THE SOUND BOOK OF COLOUR

A collaboration with Frederica Vieira Campos and Henrik Ferrara

I wanted to create a sound book in collaboration with Frederica Vieira Campos harpist whom I met at the Royal College of Art during my time there. She was a student at the Royal College of Music at the time. Things have changed since and we have both moved from London but we intend to meet in Porto, Portugal and have an exhibition in the summer of 2025. The sound book that I envision will have one original hardcopy and will be published online. I wanted to weave the North Atlantic Ocean and the landscape on Iceland as it seams to me that the thread that binds us is Nature as we both draw from ecological perspectives in our artistic practises underlying our creative language and expression. During my residency on Iceland in the summer of 2025 the Icelandic Textile Centre is in an old woman’s college overlooking the North Atlantic Ocean where I will take one photograph every day of the landscape with a total of 90 photographs. The relationship between colour and music is not a calculated mathematical equation. Music and colour intertwine by pure intuition. As a painter may intuitively know how to paint music in its translation something is left on the spiritual dimension to its own mystery.
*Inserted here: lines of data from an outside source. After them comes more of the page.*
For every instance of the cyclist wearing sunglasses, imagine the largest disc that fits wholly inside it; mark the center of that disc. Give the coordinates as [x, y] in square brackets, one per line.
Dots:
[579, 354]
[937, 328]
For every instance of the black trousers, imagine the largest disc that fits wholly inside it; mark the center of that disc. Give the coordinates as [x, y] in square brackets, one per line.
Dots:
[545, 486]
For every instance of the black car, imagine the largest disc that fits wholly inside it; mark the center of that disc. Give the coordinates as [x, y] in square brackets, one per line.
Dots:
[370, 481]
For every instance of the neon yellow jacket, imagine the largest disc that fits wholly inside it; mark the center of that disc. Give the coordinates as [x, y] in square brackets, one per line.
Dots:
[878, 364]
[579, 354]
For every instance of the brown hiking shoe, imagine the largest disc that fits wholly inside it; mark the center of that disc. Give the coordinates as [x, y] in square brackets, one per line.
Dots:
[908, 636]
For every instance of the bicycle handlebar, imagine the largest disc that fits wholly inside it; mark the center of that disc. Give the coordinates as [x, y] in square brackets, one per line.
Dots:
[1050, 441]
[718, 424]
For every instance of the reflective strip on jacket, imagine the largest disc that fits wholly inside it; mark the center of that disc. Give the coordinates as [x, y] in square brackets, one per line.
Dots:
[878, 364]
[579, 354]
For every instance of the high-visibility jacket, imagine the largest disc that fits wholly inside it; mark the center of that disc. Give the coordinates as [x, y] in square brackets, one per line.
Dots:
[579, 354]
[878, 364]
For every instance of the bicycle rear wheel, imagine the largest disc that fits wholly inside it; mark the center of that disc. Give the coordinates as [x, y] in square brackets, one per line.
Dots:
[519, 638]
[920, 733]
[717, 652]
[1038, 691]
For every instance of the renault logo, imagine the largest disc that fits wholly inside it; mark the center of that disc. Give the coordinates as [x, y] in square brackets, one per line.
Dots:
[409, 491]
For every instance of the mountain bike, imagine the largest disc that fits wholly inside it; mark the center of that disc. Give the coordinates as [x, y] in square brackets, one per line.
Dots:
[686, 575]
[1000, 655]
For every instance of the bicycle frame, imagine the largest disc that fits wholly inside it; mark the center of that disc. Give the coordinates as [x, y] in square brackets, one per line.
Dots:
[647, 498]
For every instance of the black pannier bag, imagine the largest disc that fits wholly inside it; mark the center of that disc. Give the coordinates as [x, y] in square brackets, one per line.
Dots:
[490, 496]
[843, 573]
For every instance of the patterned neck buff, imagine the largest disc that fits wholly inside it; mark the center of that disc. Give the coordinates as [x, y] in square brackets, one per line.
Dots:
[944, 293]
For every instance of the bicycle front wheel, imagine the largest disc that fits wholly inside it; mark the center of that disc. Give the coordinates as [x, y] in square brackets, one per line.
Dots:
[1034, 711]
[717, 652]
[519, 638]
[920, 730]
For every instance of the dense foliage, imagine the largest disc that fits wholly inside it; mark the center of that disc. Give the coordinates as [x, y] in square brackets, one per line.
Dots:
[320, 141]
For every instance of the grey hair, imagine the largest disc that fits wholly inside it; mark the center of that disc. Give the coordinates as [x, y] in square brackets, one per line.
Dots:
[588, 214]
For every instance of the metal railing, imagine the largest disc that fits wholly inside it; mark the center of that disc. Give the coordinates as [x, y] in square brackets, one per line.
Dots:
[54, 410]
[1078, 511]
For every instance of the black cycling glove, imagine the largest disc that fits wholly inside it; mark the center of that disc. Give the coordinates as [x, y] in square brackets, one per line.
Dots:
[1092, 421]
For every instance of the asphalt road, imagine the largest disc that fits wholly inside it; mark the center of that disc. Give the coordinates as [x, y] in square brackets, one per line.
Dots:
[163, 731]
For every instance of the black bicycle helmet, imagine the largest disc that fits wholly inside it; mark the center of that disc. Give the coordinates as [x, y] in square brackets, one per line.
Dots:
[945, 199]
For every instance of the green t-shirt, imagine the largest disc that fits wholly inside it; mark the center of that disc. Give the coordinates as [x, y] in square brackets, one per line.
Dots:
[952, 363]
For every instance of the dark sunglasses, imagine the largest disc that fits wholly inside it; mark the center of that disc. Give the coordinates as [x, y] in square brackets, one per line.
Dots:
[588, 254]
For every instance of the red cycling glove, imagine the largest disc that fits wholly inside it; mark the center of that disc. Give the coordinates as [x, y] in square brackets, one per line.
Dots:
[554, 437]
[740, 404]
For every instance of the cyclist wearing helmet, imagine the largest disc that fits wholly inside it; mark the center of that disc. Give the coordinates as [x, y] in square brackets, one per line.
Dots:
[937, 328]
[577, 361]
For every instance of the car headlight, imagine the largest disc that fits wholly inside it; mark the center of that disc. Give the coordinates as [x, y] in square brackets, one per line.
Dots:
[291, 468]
The mystery is left unspoken yet a clear thread bind music and colour together through bridges. This book does not intend to give you a mathematical definition of the harp instrument as such yet weaving and music both delve deep into mathematics but the outcome a sensory experience. The colours that we intend to translate into musical scores are colours found in Nature from spices, medicinal plants, berries, leafs, nuts, vegetables, flowers and wine with the following plates;

The 90 plates in this book will be woven on a harness analogue jacquard loom of the North Atlantic Ocean and the lands bordering the sea photographed on Iceland. The musical drawings of the North Atlantic Ocean are laced with silver plated conductive thread which is conductive making it possible to cross-pollinate music, textiles and computational arts. The physical computing is supported and executed by Henrik Ferrara.